In fact, I’ve worked for several companies when things looked pretty bleak. That is, after years of development and a careful submission, the letter that comes back from the FDA makes things look hopeless. There are a huge number of findings – some admittedly minor while others seem insurmountable. But all is not lost and it would be a mistake to give up. One needs to understand the situation and then plan what to do. Keep in mind:
- The fact is that virtually all assays should be approved. I have written about this before. Basically, the harm caused by the unavailability of an assay result (due to the assay being rejected) is usually far greater than harm due to a rare, highly incorrect result.
- One reason findings occur is because that is what reviewers do! For example, being a reviewer for journals, I always have findings, even for good papers. Hence, one should plan for a bunch of findings – this is the current environment.
The plan of action should include:
- Ensuring that there are no misunderstandings. Some findings occur because the reviewer has not understood something, for a variety of reasons. The best way to remedy this is with a conference call.
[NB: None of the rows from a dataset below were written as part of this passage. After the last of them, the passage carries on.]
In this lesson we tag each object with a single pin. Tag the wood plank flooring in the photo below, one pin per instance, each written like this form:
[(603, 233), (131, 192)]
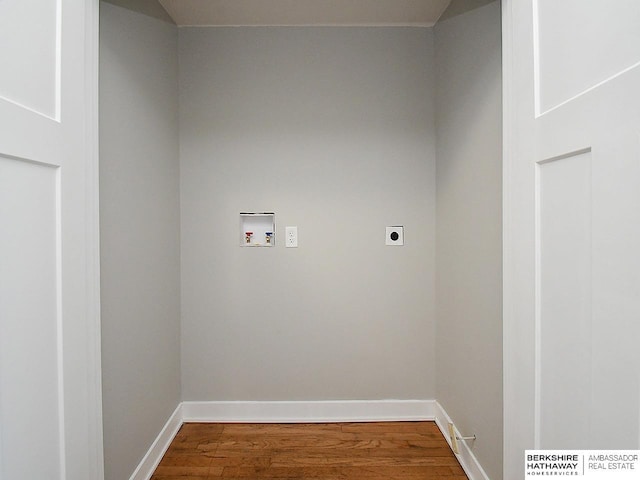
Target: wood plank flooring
[(345, 451)]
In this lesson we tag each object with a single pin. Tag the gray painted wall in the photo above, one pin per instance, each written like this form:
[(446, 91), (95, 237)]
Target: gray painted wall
[(139, 220), (469, 228), (333, 129)]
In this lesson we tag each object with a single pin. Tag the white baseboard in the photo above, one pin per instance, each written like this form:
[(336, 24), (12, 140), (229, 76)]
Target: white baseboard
[(309, 412), (467, 459), (151, 460), (304, 412)]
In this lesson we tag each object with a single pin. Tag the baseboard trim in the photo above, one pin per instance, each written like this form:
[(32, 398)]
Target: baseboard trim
[(304, 412), (467, 459), (309, 412), (150, 461)]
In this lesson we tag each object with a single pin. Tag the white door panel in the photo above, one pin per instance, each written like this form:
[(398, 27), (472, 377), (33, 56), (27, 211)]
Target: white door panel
[(30, 354), (50, 414), (572, 226), (30, 54)]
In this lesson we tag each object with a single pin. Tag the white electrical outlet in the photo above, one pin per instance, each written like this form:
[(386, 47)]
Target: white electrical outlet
[(291, 237)]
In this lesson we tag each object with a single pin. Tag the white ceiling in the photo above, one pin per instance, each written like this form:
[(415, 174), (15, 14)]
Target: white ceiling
[(305, 12)]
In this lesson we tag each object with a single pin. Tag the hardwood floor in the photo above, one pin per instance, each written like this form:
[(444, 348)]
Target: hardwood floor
[(345, 451)]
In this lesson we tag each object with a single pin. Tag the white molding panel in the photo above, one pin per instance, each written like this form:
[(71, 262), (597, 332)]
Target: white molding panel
[(467, 459), (32, 63), (309, 412), (570, 65), (153, 457)]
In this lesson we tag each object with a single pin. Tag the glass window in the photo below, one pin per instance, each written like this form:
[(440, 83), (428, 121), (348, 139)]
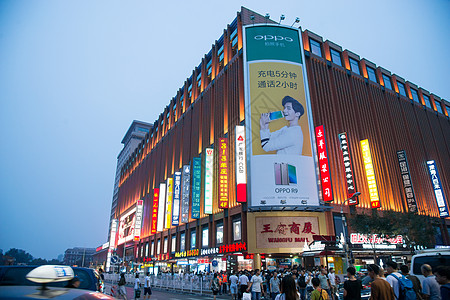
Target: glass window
[(237, 230), (182, 242), (439, 107), (415, 95), (401, 88), (205, 235), (219, 234), (387, 82), (173, 246), (354, 65), (371, 73), (193, 239), (427, 101), (336, 57), (315, 47)]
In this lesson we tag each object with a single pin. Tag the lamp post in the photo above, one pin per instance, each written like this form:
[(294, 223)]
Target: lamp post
[(344, 225)]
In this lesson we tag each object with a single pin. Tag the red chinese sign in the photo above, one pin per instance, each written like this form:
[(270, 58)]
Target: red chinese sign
[(155, 210), (223, 173), (324, 166)]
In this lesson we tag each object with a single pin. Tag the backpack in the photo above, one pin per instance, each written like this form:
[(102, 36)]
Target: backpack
[(405, 288)]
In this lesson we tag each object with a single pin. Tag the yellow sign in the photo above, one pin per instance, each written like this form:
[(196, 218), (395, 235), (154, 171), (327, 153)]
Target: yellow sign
[(370, 174)]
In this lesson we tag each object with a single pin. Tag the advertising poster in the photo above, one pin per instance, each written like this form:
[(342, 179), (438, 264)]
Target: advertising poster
[(281, 164), (185, 194)]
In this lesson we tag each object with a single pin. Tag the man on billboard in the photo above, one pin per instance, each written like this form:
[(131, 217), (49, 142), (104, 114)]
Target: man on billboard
[(289, 139)]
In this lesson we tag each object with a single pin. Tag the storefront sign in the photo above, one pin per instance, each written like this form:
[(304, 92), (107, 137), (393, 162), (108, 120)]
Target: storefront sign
[(241, 165), (196, 186), (138, 222), (357, 238), (223, 173), (169, 198), (437, 187), (407, 182), (176, 198), (370, 174), (285, 232), (348, 167), (185, 194), (188, 253), (278, 118), (324, 165), (161, 205), (209, 162), (155, 210)]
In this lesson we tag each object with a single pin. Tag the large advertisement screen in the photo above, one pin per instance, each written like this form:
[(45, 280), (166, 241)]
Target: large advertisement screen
[(279, 121)]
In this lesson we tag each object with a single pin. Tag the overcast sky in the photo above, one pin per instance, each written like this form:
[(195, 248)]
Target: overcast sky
[(75, 74)]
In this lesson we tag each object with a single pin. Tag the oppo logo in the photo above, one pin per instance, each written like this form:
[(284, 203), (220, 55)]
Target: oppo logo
[(275, 38)]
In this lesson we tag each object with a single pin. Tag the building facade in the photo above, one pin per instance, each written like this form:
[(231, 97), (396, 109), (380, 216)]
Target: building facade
[(199, 212)]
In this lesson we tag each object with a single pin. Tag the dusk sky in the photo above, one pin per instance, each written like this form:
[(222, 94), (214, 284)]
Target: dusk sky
[(75, 74)]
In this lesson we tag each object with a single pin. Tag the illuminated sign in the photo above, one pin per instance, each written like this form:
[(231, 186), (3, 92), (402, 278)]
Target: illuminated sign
[(370, 174), (169, 197), (407, 183), (161, 203), (138, 222), (348, 167), (185, 194), (155, 210), (223, 173), (437, 187), (176, 198), (209, 160), (196, 186), (324, 166), (279, 125), (241, 165)]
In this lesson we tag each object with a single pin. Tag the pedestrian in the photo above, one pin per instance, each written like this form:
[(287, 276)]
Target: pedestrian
[(352, 286), (122, 288), (443, 278), (214, 285), (288, 289), (147, 287), (274, 286), (319, 293), (417, 287), (430, 287), (137, 287), (234, 286), (380, 289), (256, 286), (393, 275)]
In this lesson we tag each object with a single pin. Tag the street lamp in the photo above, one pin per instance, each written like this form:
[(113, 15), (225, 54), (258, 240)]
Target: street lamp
[(344, 225)]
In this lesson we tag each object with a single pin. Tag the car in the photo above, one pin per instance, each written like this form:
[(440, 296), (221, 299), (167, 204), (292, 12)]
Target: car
[(16, 275), (40, 284)]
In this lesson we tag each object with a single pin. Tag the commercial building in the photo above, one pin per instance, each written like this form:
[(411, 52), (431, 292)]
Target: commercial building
[(223, 181)]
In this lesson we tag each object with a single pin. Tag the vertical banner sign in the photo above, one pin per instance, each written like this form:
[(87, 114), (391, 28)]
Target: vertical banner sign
[(209, 162), (370, 174), (348, 167), (161, 206), (223, 173), (278, 118), (138, 222), (155, 210), (169, 198), (241, 165), (437, 187), (407, 182), (196, 186), (176, 198), (324, 166), (185, 194)]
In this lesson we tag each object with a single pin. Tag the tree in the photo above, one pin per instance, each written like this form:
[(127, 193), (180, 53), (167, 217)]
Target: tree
[(20, 255)]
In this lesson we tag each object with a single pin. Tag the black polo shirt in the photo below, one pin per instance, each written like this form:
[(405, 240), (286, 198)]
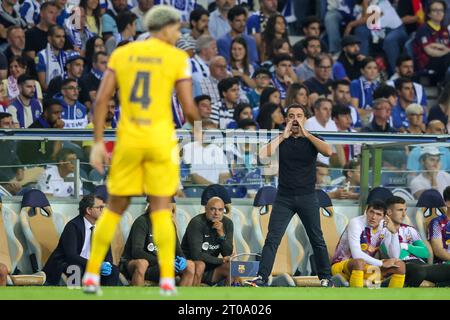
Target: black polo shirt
[(297, 169)]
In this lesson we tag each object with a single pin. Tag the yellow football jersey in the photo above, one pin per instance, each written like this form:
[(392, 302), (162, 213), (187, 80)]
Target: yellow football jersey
[(146, 73)]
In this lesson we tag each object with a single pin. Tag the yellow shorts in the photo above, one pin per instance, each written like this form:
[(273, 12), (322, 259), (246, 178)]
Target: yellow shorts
[(341, 268), (153, 170)]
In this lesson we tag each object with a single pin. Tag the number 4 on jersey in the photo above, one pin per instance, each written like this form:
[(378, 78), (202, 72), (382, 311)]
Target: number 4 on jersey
[(141, 85)]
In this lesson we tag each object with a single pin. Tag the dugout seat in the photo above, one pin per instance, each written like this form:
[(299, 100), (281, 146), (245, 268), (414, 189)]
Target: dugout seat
[(290, 251), (430, 205), (41, 227)]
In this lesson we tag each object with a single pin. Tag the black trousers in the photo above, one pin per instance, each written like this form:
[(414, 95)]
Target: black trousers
[(417, 271), (283, 210)]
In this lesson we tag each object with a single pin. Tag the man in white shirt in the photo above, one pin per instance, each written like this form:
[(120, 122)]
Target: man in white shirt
[(355, 255), (432, 177), (321, 122), (206, 49), (74, 246), (52, 183), (208, 163), (218, 20)]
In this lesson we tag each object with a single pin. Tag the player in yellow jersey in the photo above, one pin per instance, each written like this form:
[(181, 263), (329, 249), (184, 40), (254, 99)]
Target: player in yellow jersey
[(145, 158)]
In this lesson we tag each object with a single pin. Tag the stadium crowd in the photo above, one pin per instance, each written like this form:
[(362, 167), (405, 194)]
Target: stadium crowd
[(350, 72), (350, 76)]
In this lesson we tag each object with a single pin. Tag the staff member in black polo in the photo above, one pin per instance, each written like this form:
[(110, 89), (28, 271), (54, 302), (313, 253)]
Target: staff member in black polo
[(298, 151)]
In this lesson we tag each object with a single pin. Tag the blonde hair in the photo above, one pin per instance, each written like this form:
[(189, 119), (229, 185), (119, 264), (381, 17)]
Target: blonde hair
[(160, 16)]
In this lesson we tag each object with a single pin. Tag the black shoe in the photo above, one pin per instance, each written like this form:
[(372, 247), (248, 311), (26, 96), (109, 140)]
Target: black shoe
[(327, 283), (256, 282)]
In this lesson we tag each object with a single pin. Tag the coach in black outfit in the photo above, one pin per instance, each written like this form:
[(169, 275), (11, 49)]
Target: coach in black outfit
[(75, 243), (298, 151)]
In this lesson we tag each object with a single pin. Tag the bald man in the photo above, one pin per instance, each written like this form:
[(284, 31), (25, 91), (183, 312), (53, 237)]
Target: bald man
[(207, 236), (3, 275), (208, 86)]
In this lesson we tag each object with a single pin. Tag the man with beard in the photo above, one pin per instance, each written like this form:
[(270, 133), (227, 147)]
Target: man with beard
[(198, 21), (405, 90), (218, 19), (109, 124), (51, 60), (348, 64), (312, 48), (90, 82), (413, 250), (25, 108), (342, 96), (109, 19), (405, 69), (237, 17), (32, 152), (298, 151)]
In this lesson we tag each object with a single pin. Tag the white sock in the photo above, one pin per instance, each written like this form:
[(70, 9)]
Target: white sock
[(169, 281), (95, 277)]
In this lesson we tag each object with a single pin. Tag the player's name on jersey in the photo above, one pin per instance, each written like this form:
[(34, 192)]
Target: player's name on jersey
[(140, 59)]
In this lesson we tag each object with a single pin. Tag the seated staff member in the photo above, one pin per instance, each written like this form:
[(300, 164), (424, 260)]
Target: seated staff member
[(208, 235), (413, 250), (139, 261), (74, 246), (360, 242)]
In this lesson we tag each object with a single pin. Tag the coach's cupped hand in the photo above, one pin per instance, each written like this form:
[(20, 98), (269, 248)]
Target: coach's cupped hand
[(99, 157)]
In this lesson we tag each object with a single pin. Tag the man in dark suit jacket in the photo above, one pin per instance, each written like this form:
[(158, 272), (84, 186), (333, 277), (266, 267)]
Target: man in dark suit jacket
[(75, 244)]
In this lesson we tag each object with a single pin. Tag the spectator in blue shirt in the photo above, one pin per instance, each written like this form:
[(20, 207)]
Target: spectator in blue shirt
[(281, 78), (29, 11), (198, 21), (405, 68), (241, 112), (51, 60), (239, 64), (262, 79), (237, 18), (441, 111), (276, 28), (74, 113), (218, 20), (362, 89), (413, 163), (405, 90), (257, 22), (109, 18)]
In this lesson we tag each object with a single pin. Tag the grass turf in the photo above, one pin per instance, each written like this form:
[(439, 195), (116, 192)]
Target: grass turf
[(221, 293)]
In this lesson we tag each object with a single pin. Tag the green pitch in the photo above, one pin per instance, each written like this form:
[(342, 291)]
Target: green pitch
[(233, 293)]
- Managing how the company personnel react to the findings. Typically, the company scientists are experts in the topic compared to the FDA reviewer. If a contested point arises where the company is clearly correct, one needs to be diplomatic. No one likes to be called wrong. Moreover, not all findings are as simple as one view is right and the other wrong. I remember one case where the company was told to redo all of their regressions using a different statistical method. They proposed to argue this rather than simply do this task, which in all likelihood would not have changed any conclusions.
- Reinforce the value of the assay – i.e., the problems with the unavailability of the information should the assay be rejected. This of course must be done carefully. The problem is that the FDA tends to overweight the risk of harm due to wrong results compared to the risk of harm due to the unavailability of results.
- Stand your ground when work is suggested (or required) that is both unnecessary and would delay the assay by too much time.
One thing some companies do is to submit a detailed pre-IDE with a lot of questions. I don’t favor a detailed pre-IDE because it allows for the possibility of arguing over details (e.g., findings) before any actual data has been collected.